Teen Builds AI App That's Fixing Delhi's Deadly Potholes
After his parents crashed their motorcycle on a poorly maintained road, 15-year-old Parth built an AI platform that gets potholes repaired faster than government systems. His app has turned citizen frustration into real road repairs across Delhi.
When Parth's parents crashed their motorcycle on an unfinished construction site while riding home from a family celebration, the Delhi teenager could have simply counted his blessings that they weren't seriously hurt. Instead, he wrote code that's solving a problem that kills 20,000 Indians every year.
The 15-year-old Class 11 student at Saint Francis School spent January 2026 building Project Sadak, an AI-powered platform that helps citizens report potholes and actually gets them fixed. What started as one frustrated teenager writing code alone has become something government systems with far more resources haven't managed to achieve: accountability.

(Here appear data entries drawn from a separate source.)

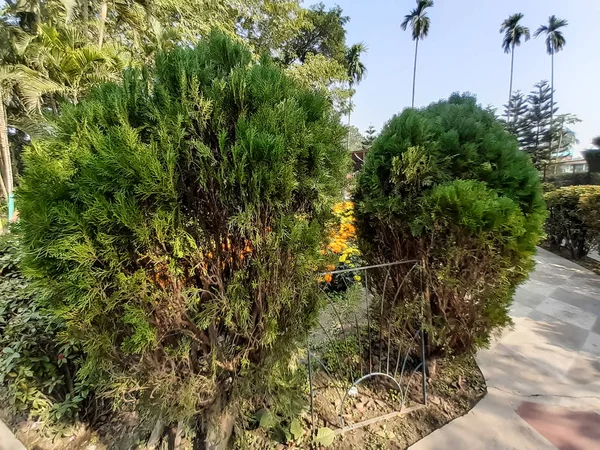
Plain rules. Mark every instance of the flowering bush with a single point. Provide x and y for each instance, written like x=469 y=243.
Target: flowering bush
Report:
x=342 y=249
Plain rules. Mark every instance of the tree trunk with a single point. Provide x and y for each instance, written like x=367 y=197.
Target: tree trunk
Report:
x=512 y=64
x=412 y=105
x=85 y=6
x=218 y=428
x=552 y=104
x=103 y=13
x=7 y=178
x=349 y=113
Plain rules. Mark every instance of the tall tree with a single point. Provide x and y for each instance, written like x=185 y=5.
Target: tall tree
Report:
x=513 y=33
x=555 y=42
x=419 y=24
x=538 y=139
x=518 y=124
x=356 y=71
x=369 y=138
x=563 y=136
x=322 y=33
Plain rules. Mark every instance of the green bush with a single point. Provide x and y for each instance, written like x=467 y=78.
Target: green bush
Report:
x=36 y=373
x=447 y=186
x=574 y=219
x=175 y=222
x=572 y=179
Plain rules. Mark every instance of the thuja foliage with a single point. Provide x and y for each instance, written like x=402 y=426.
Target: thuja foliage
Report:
x=36 y=371
x=447 y=186
x=176 y=222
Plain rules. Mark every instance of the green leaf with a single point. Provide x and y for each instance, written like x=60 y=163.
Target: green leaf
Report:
x=296 y=429
x=265 y=418
x=325 y=437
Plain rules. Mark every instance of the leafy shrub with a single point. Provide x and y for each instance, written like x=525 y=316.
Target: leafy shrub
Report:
x=175 y=222
x=447 y=186
x=36 y=372
x=573 y=179
x=574 y=219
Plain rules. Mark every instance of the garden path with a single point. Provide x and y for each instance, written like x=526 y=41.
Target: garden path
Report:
x=543 y=375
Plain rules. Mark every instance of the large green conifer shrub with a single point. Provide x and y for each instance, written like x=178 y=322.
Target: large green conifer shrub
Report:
x=446 y=185
x=175 y=222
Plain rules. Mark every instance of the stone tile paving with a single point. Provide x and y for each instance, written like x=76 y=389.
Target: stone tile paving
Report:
x=543 y=375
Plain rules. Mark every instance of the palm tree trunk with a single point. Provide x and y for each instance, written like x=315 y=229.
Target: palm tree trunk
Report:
x=6 y=172
x=85 y=6
x=551 y=104
x=512 y=64
x=103 y=13
x=415 y=71
x=349 y=113
x=4 y=149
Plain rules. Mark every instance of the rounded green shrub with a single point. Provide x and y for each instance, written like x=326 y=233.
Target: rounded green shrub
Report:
x=574 y=219
x=447 y=186
x=36 y=371
x=175 y=222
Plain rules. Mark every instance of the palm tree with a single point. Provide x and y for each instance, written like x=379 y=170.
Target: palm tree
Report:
x=22 y=84
x=555 y=42
x=356 y=71
x=419 y=23
x=513 y=33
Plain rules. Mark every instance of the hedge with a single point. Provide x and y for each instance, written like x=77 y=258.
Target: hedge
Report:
x=574 y=219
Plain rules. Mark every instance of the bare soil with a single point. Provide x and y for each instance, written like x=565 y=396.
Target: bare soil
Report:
x=453 y=390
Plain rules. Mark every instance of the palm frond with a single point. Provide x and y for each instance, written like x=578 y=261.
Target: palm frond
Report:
x=418 y=20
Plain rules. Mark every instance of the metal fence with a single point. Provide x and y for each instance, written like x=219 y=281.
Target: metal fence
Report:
x=353 y=352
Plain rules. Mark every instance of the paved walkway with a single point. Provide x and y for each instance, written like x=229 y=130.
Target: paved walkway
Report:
x=543 y=376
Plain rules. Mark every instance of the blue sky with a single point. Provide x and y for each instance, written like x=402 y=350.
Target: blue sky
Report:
x=463 y=53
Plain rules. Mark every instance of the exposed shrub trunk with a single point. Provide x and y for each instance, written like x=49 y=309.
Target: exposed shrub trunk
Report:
x=447 y=186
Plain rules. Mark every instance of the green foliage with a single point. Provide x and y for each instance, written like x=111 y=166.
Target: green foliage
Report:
x=174 y=222
x=446 y=185
x=530 y=121
x=574 y=219
x=322 y=33
x=35 y=370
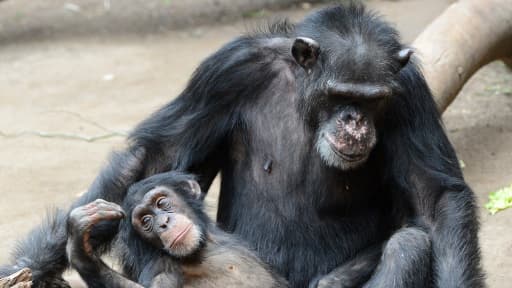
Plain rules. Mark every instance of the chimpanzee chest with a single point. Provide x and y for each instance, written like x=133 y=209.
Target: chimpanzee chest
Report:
x=304 y=219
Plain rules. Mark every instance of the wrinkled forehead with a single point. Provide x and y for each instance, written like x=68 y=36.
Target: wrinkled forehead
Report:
x=356 y=59
x=152 y=195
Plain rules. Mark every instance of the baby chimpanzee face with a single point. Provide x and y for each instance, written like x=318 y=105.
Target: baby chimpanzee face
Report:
x=166 y=220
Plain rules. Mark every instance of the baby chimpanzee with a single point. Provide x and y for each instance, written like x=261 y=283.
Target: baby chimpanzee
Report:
x=166 y=241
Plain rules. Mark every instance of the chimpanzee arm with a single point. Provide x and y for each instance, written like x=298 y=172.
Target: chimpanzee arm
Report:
x=183 y=135
x=352 y=273
x=426 y=173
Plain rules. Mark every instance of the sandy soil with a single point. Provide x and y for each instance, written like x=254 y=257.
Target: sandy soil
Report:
x=91 y=84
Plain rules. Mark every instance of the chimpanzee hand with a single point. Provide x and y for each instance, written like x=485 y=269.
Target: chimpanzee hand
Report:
x=100 y=215
x=327 y=281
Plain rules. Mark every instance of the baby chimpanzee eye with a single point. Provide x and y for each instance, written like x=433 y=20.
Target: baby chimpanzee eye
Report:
x=147 y=222
x=163 y=203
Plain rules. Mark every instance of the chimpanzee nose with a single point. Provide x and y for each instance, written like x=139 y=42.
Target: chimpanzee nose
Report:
x=351 y=115
x=164 y=222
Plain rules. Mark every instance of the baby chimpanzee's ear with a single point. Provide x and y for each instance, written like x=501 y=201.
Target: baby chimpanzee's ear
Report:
x=193 y=188
x=404 y=55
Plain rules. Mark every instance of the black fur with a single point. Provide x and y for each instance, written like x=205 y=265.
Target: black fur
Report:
x=249 y=103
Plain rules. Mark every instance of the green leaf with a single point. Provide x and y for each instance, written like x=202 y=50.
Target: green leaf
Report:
x=500 y=200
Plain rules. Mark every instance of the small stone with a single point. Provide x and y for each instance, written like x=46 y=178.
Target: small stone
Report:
x=305 y=5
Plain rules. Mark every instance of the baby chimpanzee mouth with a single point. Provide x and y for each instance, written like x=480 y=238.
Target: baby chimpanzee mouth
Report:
x=181 y=235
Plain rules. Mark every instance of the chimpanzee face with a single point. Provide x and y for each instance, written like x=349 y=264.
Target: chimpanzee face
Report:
x=165 y=220
x=343 y=94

Parth first tried the official route, downloading Delhi's Municipal Corporation app to report potholes himself. The wait times shocked him. "It takes three to four months before you get a reply," he discovered. "By the time authorities respond, the monsoon may have made it worse, or more accidents may already have occurred."

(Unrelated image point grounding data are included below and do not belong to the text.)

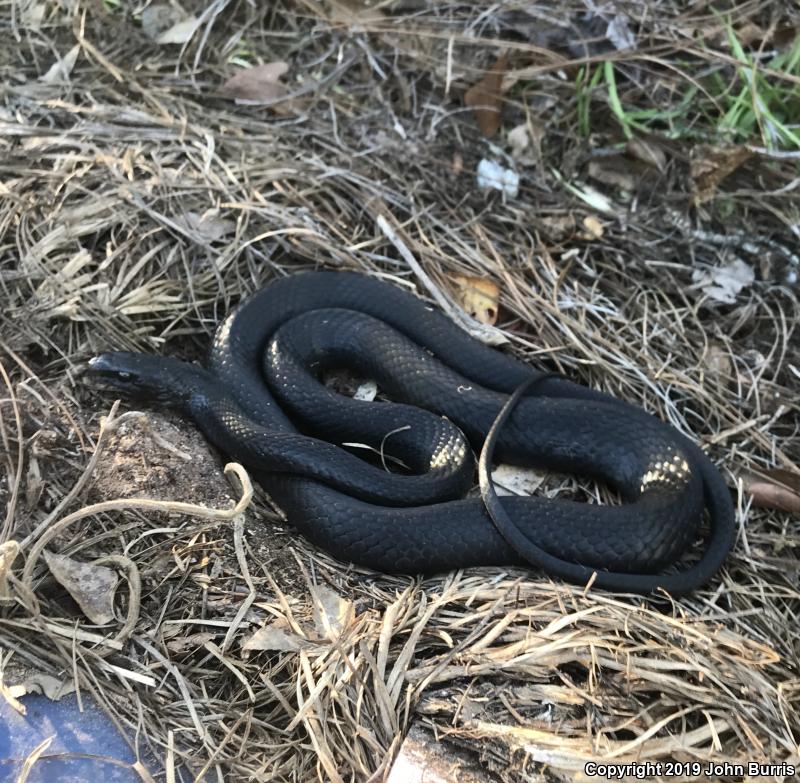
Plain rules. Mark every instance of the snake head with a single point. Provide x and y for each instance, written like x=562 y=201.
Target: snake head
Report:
x=153 y=378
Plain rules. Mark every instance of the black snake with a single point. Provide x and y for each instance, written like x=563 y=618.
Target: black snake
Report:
x=261 y=401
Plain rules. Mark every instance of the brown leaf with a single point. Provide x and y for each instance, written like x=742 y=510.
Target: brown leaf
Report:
x=277 y=636
x=479 y=297
x=719 y=367
x=777 y=488
x=486 y=97
x=332 y=613
x=710 y=166
x=91 y=586
x=258 y=84
x=594 y=228
x=354 y=12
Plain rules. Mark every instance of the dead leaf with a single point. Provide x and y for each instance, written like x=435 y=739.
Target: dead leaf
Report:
x=619 y=33
x=710 y=166
x=277 y=636
x=8 y=553
x=486 y=97
x=614 y=170
x=52 y=687
x=494 y=176
x=718 y=364
x=593 y=226
x=519 y=140
x=479 y=297
x=332 y=613
x=31 y=15
x=354 y=12
x=260 y=84
x=10 y=696
x=180 y=33
x=724 y=283
x=525 y=141
x=209 y=225
x=557 y=227
x=516 y=480
x=91 y=586
x=60 y=70
x=647 y=152
x=776 y=488
x=181 y=644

So he built something better from scratch. By mid-February, Project Sadak was live.
The platform's elegance lies in its simplicity. Citizens upload photos of potholes, and AI immediately analyzes whether the image is legitimate, filtering out spam before it clogs the system. If confirmed, the report goes live instantly. If uncertain, it gets flagged for human review.

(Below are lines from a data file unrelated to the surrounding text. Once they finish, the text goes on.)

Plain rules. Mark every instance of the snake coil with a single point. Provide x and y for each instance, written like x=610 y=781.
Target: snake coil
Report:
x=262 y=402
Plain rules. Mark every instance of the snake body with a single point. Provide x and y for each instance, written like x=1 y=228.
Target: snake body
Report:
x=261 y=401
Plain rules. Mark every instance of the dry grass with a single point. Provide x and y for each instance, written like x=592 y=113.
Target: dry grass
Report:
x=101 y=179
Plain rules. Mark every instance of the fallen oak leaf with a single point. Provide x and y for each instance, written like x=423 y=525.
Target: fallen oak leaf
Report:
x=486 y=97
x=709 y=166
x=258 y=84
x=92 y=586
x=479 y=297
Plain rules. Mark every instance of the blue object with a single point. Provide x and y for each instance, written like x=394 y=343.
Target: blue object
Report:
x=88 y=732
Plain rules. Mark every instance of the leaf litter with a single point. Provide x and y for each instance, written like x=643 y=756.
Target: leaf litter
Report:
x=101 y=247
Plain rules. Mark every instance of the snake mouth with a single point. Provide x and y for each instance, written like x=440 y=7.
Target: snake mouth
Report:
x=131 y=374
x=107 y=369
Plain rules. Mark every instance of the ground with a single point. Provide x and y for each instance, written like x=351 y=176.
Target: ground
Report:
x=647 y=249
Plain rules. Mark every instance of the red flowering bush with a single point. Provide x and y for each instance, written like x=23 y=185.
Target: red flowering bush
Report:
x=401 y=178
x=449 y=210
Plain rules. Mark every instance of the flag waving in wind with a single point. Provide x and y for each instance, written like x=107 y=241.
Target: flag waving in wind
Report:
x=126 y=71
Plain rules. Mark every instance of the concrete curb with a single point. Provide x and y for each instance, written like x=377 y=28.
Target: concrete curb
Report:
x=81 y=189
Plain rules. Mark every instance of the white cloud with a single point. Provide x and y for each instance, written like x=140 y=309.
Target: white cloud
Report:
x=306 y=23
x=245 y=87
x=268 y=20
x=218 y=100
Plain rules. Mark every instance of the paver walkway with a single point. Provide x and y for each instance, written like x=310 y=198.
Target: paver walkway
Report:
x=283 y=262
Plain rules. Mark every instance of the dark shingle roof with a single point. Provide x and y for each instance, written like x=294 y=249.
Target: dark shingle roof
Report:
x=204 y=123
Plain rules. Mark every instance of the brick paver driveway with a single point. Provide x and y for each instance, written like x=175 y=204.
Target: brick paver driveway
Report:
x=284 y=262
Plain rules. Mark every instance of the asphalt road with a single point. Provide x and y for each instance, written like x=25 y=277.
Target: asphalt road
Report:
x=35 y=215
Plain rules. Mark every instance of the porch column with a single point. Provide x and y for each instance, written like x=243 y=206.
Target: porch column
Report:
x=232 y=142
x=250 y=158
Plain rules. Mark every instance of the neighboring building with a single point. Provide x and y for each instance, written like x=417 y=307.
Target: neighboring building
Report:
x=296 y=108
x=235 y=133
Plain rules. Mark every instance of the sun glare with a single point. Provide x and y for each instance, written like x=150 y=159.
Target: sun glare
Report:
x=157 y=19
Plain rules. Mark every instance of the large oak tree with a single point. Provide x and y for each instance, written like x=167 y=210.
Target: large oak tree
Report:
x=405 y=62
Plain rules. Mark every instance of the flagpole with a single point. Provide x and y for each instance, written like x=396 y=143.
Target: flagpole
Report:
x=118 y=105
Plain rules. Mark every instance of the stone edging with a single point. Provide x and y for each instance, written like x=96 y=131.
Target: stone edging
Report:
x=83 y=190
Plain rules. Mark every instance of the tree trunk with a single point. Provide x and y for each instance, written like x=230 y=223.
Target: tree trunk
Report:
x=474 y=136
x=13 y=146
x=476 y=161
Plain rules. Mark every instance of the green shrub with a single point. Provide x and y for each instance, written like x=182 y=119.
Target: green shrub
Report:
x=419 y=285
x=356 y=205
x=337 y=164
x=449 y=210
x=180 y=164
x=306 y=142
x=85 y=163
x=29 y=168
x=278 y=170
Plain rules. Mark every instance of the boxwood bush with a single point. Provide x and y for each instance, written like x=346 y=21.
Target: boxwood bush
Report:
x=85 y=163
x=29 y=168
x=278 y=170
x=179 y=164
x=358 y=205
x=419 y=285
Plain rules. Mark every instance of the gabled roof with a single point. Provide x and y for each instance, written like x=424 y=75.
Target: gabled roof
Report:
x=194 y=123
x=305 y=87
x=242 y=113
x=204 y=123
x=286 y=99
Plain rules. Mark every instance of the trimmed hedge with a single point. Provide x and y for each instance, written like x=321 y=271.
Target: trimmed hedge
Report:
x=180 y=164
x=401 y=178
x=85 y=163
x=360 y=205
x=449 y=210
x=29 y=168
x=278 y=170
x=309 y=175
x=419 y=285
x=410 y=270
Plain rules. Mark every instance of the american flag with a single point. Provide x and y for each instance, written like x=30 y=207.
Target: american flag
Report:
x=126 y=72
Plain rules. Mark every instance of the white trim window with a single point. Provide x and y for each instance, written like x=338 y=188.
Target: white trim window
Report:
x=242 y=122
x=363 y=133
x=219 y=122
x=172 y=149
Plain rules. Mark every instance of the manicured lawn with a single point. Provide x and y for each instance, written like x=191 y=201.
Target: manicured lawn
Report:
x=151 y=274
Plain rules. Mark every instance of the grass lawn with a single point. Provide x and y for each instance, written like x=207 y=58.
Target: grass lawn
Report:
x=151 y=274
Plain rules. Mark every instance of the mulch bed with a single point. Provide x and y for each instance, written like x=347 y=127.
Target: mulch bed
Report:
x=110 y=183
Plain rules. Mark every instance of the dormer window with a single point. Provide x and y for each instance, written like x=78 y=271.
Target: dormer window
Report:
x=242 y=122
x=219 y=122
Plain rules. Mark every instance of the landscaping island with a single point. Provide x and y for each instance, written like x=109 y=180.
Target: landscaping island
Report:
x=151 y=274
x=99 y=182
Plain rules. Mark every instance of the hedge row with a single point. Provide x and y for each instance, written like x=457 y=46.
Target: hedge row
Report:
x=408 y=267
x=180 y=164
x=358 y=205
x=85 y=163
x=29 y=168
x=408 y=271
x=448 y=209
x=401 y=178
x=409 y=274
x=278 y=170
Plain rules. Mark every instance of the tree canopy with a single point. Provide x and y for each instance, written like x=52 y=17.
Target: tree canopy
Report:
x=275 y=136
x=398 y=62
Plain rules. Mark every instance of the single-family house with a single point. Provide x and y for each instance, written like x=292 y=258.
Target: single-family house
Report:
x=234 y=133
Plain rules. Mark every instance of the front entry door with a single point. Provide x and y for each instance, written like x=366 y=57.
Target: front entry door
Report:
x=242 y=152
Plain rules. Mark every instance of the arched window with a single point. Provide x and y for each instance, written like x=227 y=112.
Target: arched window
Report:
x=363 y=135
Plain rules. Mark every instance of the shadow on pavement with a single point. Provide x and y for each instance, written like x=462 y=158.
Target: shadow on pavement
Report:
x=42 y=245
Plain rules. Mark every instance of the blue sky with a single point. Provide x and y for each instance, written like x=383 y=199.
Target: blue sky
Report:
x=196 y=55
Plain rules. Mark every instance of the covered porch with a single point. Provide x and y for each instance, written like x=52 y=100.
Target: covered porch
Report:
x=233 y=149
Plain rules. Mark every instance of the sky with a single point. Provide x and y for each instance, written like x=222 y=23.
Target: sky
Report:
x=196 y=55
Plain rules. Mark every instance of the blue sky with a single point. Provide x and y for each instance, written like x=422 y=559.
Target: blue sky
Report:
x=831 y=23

Users classify severity as high, medium or low, but Parth didn't stop there. His small team verifies each report to ensure accuracy, adding a layer of quality control that makes the data impossible for authorities to dismiss.
The Ripple Effect
What happens next separates Project Sadak from every well-intentioned government app gathering digital dust. Once a report clears verification, Parth's automated system contacts the relevant authorities directly, creating pressure that passive databases never generate.
The results speak louder than any mission statement. Potholes reported through Project Sadak are getting fixed, and they're getting fixed faster than through official channels that were designed specifically for this purpose.
Parth isn't spending his teenage years the way most do. While juggling physics, chemistry, math and computer science coursework, he's preparing to present a research paper at the Society for Study of Artificial Intelligence in the UK this July. His technical skills could have stayed focused on abstract, university-admission-impressing projects.
But personal experience redirected those abilities toward solving a problem he could see and touch. The gap between what existed and what was needed became impossible to ignore. Government systems weren't failing because the technology didn't exist, but because of absent accountability and broken follow-through.
One teenager with a laptop proved that the tools to fix India's infrastructure problems have been available all along. Sometimes it just takes someone who refuses to accept that nothing will change.